No advice other than to remind you that you are not responsible for her or her animals’ health and well-being. If she does something stupid, it is not on you and what you have done already is far and beyond what a friend would feel compelled to do, let alone a mere acquaintance.

The only thing I could recommend is to speak with someone at DHS, but I would be a bit wary, since they might be inclined to remove her animals (it sounds as though she has way more than she can care for, even if she had a job?), which might cause more problems than it fixes.

This is a heartbreaking situation, and I’ve seen it before.

Call somebody. You cannot help this person by yourself.

If this means calling somebody at “City Hall”, do it. This person could either:

1/ Be totally unaware of aid available.

2/ Be on her way to becoming homeless.

3/ Be on her way to suicide.

None of these options are acceptable to the person, of course. But call somebody. If you do not have the means to take care of them, then at least alert the authorities of somebody who could either be a civil liability (homeless person) or a crime (suicide).

She seems to be making a rational choice by your description, not something brought on by depression or some other clinical issue. Perhaps you are morally opposed to suicide, but unless you have concrete suggestions for her to be able to change her life into something that she would enjoy, you should leave it at saying your peace and leaving the rest up to her. Her ideas of morality are likely different than yours.
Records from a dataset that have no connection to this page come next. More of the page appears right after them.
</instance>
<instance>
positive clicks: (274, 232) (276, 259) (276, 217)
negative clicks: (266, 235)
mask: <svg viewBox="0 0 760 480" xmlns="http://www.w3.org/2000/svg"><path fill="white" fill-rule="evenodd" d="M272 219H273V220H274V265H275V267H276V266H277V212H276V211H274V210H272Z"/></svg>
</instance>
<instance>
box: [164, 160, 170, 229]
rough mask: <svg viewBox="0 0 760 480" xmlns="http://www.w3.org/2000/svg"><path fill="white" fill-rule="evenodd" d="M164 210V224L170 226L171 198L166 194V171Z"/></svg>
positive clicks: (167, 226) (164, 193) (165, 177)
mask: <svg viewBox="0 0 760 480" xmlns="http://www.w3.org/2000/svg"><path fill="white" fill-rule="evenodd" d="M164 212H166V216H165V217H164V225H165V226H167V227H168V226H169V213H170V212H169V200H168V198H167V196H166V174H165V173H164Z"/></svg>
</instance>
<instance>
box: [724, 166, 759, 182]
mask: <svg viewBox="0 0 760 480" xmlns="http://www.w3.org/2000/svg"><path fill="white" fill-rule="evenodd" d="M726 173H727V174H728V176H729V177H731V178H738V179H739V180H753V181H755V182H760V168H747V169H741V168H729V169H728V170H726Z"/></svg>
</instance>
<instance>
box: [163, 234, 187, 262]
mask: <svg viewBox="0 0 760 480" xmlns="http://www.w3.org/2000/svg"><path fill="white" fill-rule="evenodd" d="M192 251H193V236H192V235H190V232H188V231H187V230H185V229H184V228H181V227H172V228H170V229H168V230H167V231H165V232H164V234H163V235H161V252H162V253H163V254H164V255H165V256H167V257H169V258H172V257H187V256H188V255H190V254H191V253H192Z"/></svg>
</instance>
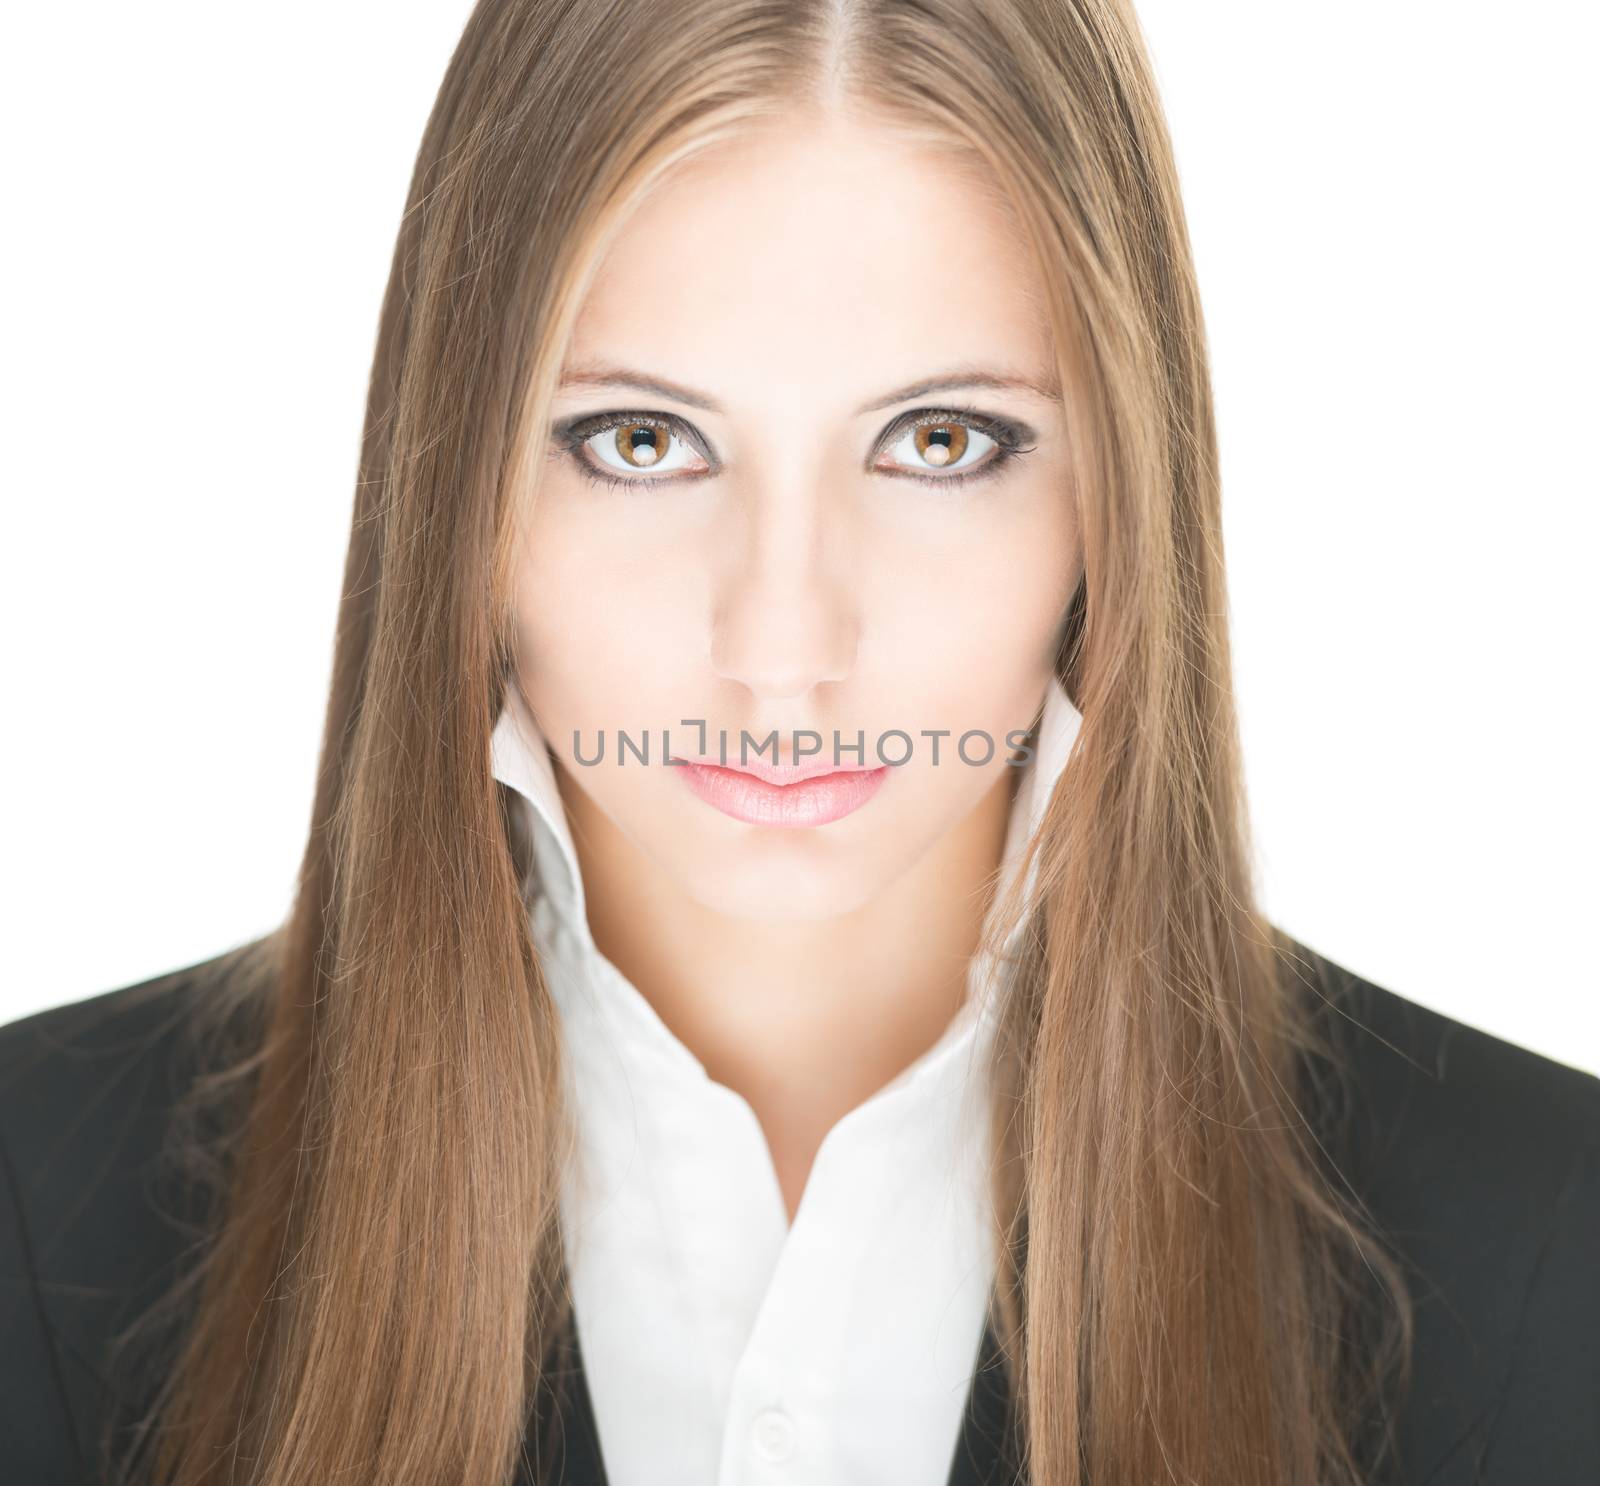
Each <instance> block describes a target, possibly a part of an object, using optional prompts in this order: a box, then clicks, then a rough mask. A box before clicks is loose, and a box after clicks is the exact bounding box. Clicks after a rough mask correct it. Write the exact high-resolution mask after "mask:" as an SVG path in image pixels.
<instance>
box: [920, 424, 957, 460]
mask: <svg viewBox="0 0 1600 1486" xmlns="http://www.w3.org/2000/svg"><path fill="white" fill-rule="evenodd" d="M914 440H915V445H917V453H918V454H920V456H922V459H923V462H925V464H933V465H938V467H939V469H942V467H944V465H947V464H955V462H957V461H958V459H960V457H962V454H965V453H966V425H965V424H958V422H942V424H922V427H918V429H917V430H915V435H914Z"/></svg>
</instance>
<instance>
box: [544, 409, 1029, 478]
mask: <svg viewBox="0 0 1600 1486" xmlns="http://www.w3.org/2000/svg"><path fill="white" fill-rule="evenodd" d="M942 425H957V427H960V429H962V430H963V435H962V438H960V440H958V443H960V446H962V448H965V446H966V443H968V437H966V435H968V432H976V433H981V435H984V437H986V438H989V440H990V441H992V445H994V449H992V451H986V453H989V457H987V459H984V462H982V464H978V465H974V467H973V469H966V470H952V472H950V473H946V475H938V473H922V472H918V470H914V469H909V467H904V465H898V464H894V465H885V464H880V462H878V461H880V459H882V456H883V454H885V453H886V451H890V449H891V448H893V446H894V445H896V443H898V441H899V440H901V438H904V437H906V433H917V430H922V429H930V430H936V429H941V427H942ZM626 427H643V429H659V430H661V432H662V433H666V435H667V451H669V453H670V448H672V443H670V441H672V440H674V438H675V440H678V441H682V443H683V445H686V446H688V448H690V449H693V453H696V454H698V456H699V457H701V459H704V461H706V465H707V467H706V469H701V470H694V472H693V473H677V472H670V473H666V475H648V473H640V475H627V473H621V472H618V470H611V469H606V467H603V465H602V464H598V462H597V461H595V459H594V457H592V454H590V453H589V451H587V448H586V446H587V445H589V443H590V440H594V438H595V437H597V435H600V433H611V432H614V430H619V429H626ZM550 437H552V441H554V448H552V456H560V454H566V456H568V457H571V461H573V464H574V465H576V467H578V472H579V473H581V475H584V477H586V478H587V480H590V481H592V483H595V485H608V486H640V485H669V483H674V481H677V480H704V478H707V477H710V475H717V473H720V472H722V469H723V464H722V461H720V459H718V457H717V456H715V454H712V451H710V443H709V440H706V437H704V435H702V433H701V432H699V430H698V429H696V427H694V425H693V424H691V422H690V421H688V419H685V417H680V416H678V414H675V413H654V411H651V413H645V411H606V413H586V414H582V416H579V417H570V419H565V421H562V422H557V424H555V425H554V427H552V429H550ZM1037 437H1038V435H1037V433H1035V432H1034V429H1032V427H1029V425H1027V424H1024V422H1019V421H1016V419H1011V417H998V416H995V414H992V413H981V411H979V409H976V408H960V406H939V408H914V409H912V411H909V413H902V414H901V416H899V417H896V419H894V421H893V422H890V425H888V427H886V429H885V430H883V432H882V433H880V435H878V438H877V441H875V443H874V448H872V454H870V456H869V459H867V465H866V469H867V470H869V472H872V473H880V475H890V477H891V478H899V480H917V481H918V483H922V485H965V483H968V481H971V480H986V478H989V477H990V475H994V473H997V472H998V470H1000V469H1002V465H1005V464H1008V462H1010V461H1011V459H1014V457H1018V456H1021V454H1027V453H1032V449H1034V448H1035V446H1037ZM944 441H946V443H949V441H950V440H949V435H944Z"/></svg>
The right to your life is the right to say that you’re not enjoying it and it ain’t worth it.

I would have to say this is a golden opportunity for you to Butt Out.

You said she is a drug addict. I’ve known many alcoholics in my life (I know it’s different, but not by that much) and you CAN NOT help them. They have to hit rock bottom before they will lift a finger to help themselves. Of the many I’ve know, about half did hit rock bottom, bounced, and are now doing, not fine, but acceptable. The other half are dead. Fifty-fifty is not good odds, but it’s the best she’s going to get.

Tell her you are there for her, then let her innate nature take its course, whatever that may be. And God bless you for your caring soul…TRM

On the other hand, though, you could also say that wanting to commit suicide is a mental illness that is by definition making you unable to make reasonable decisions. Having been vaguely suicidal in the past myself, I’m inclined to agree with the not-capable-of-being-reasonable definition. All I know is that now that I’m not suicidal, I’m extremely glad I’m still alive and kicking. If the suicidal woman in the op were someday me, I fervently hope someone would intervene and not just let me go through with my reasonable decision to off myself.

Yeah, I was going to say something like this, but the point of hitting rock bottom is kind of to jar the addict into deciding that this life is not worth living, and she has no problem seeing things that way. It’s her *solution *that is problematic.

Selkie, I second the advice to get help from professionals in dealing with this, ideally people who are experienced in dealing with suicidal drug addiction. I’d recommend putting money you spend on her towards counseling or maybe a drug rehab, if you can.

And knowing how I feel about my pets, is it possible you could hang onto her animals in the meantime? Maybe they’re the incentive she needs to go to rehab, or on the flip side, maybe she’d be so distraught about losing them that it would get in the way of her mental health/drug addiction treatment. Regardless, she’s lucky to have you in her life.

In case you encounter another such individual, though, you should know that paying for food and utilities for a drug addict is enabling and not ultimately helpful. Push for and/or subsidize getting clean instead.